Systems / concepts / patterns extracted¶
- systems/storex — Databricks' internal AI-agent platform for database debugging; central-first sharded architecture + DsPy-inspired tool framework + snapshot-replay validation.
- systems/dspy — open-source framework for programmatic LLM-prompt construction; inspiration for Storex's prompt/tool decoupling.
- systems/mlflow — Databricks-originated ML lifecycle platform; source of the prompt-optimization tech and "LLM judges" primitive Storex validates against.
- systems/grafana — open-source metrics dashboard; one of the four fragmented tools Storex subsumes.
- systems/mysql — the primary database whose investigation workflow drove Storex's v1 scope.
- concepts/llm-as-judge — pattern of using a separate LLM to score another LLM's output on a rubric; primary regression signal for non-deterministic agents.
- concepts/central-first-sharded-architecture — global coordinator + regional shards, keeping sensitive/regulated data local while presenting one interface.
- concepts/observability — updated with the "agent-assisted debugging" layer above metrics/logs/traces.
- patterns/tool-decoupled-agent-framework — define tools as ordinary code + docstrings, let the LLM infer I/O from signatures; decouples prompt iteration from tool iteration.
- patterns/snapshot-replay-agent-evaluation — capture production-state snapshots, replay through candidate agent configs, judge-LLM-score outputs.
- patterns/specialized-agent-decomposition — per-domain agents collaborating on a root-cause analysis, vs. one mega-agent carrying every tool.
- patterns/hackathon-to-platform — small unpolished prototype proves value → org invests → platform follows user feedback, not a multi-quarter spec.
Caveats¶
- Vendor-authored narrative. Databricks publishes MLflow + DsPy + Databricks Data Intelligence Platform as products; the post explicitly ties Storex's internal framework to those product primitives. Treat claims of novelty carefully — the pattern of "DsPy-style tool decoupling + judge LLMs" is not exclusive to Databricks.
- "Up to 90% reduction" is qualified ("individual steps that once required switching..."). No underlying distribution, no before/after SLO math, no control group. Plausible but uncalibrated.

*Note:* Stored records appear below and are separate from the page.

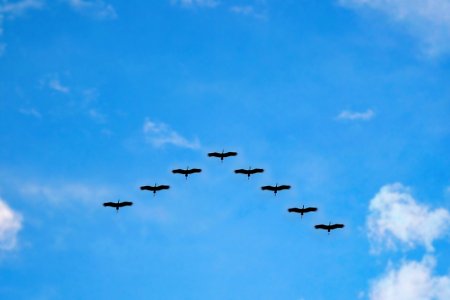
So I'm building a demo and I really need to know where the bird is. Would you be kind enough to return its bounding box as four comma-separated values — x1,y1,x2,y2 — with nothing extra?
288,205,317,218
103,200,133,213
234,167,264,179
141,183,170,196
208,150,237,162
172,167,202,179
314,222,344,234
261,183,291,196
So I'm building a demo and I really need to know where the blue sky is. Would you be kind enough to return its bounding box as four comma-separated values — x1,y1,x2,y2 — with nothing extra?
0,0,450,300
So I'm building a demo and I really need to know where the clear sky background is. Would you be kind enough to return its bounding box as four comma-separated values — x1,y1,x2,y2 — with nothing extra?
0,0,450,300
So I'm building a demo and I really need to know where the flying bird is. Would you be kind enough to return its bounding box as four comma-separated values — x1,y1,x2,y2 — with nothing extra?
234,167,264,179
288,205,317,218
208,150,237,162
314,222,344,234
141,183,170,196
172,167,202,179
261,184,291,196
103,200,133,213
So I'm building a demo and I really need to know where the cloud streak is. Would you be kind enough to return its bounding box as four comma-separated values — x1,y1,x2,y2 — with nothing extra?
336,109,375,121
367,183,450,252
48,79,70,94
171,0,220,8
339,0,450,56
67,0,117,20
0,198,22,251
0,0,44,16
369,256,450,300
142,119,200,149
18,182,113,204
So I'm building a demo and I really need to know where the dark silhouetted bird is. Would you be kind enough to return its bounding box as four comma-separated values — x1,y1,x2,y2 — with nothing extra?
261,184,291,196
208,150,237,162
314,222,344,234
141,183,170,196
234,167,264,179
288,205,317,218
172,167,202,179
103,200,133,212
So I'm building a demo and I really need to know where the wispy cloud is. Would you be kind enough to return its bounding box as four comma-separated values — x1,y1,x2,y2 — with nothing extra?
171,0,220,8
369,256,450,300
367,183,450,252
336,109,375,121
0,198,22,250
19,108,42,119
0,0,44,56
87,108,106,123
143,119,200,149
67,0,117,20
48,79,70,94
339,0,450,56
230,5,266,19
18,182,113,204
0,0,44,16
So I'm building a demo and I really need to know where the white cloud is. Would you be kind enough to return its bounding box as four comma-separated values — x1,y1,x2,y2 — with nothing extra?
88,108,106,123
0,198,22,250
19,108,42,119
367,183,450,252
48,79,70,94
67,0,117,19
0,0,44,56
336,109,375,121
0,0,44,16
18,182,113,204
171,0,220,8
230,5,255,15
339,0,450,55
230,5,267,19
143,119,200,149
369,256,450,300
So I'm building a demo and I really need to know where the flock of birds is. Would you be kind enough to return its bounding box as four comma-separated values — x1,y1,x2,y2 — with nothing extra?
103,151,344,233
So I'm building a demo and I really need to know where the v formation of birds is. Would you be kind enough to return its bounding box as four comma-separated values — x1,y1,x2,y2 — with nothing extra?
103,151,344,233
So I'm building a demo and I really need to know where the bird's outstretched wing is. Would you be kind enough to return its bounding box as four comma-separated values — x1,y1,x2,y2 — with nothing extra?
156,184,170,191
314,224,329,230
208,152,222,157
141,185,155,191
261,185,276,192
303,207,317,212
234,169,250,175
172,169,187,175
249,169,264,174
329,224,344,229
277,185,291,191
222,152,237,157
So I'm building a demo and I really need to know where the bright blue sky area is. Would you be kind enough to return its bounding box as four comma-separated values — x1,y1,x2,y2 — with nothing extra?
0,0,450,299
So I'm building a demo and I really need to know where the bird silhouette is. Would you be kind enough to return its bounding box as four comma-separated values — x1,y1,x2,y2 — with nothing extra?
172,167,202,179
314,222,344,234
261,184,291,196
141,183,170,197
208,150,237,162
234,167,264,179
288,205,317,218
103,200,133,213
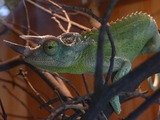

- "Under 5 minutes to jump-start a DB investigation" is a testimonial-grade claim, not a measured TTFB-equivalent metric.
- Mutating actions (restores, production queries, config updates) are explicitly future work. The article describes a read-heavy debugging agent; the safety story for write-path agent actions is deferred.
- No latency numbers for the agent loop itself (how long from NL question → diagnostic report). Everything is reported as engineer-time saved, not agent compute cost.
- Tier-3 source. Ingested because the post does cover architectural substance (central-first sharding, tool/prompt decoupling, snapshot-replay eval) despite the heavy marketing framing around "Databricks Data Intelligence Platform".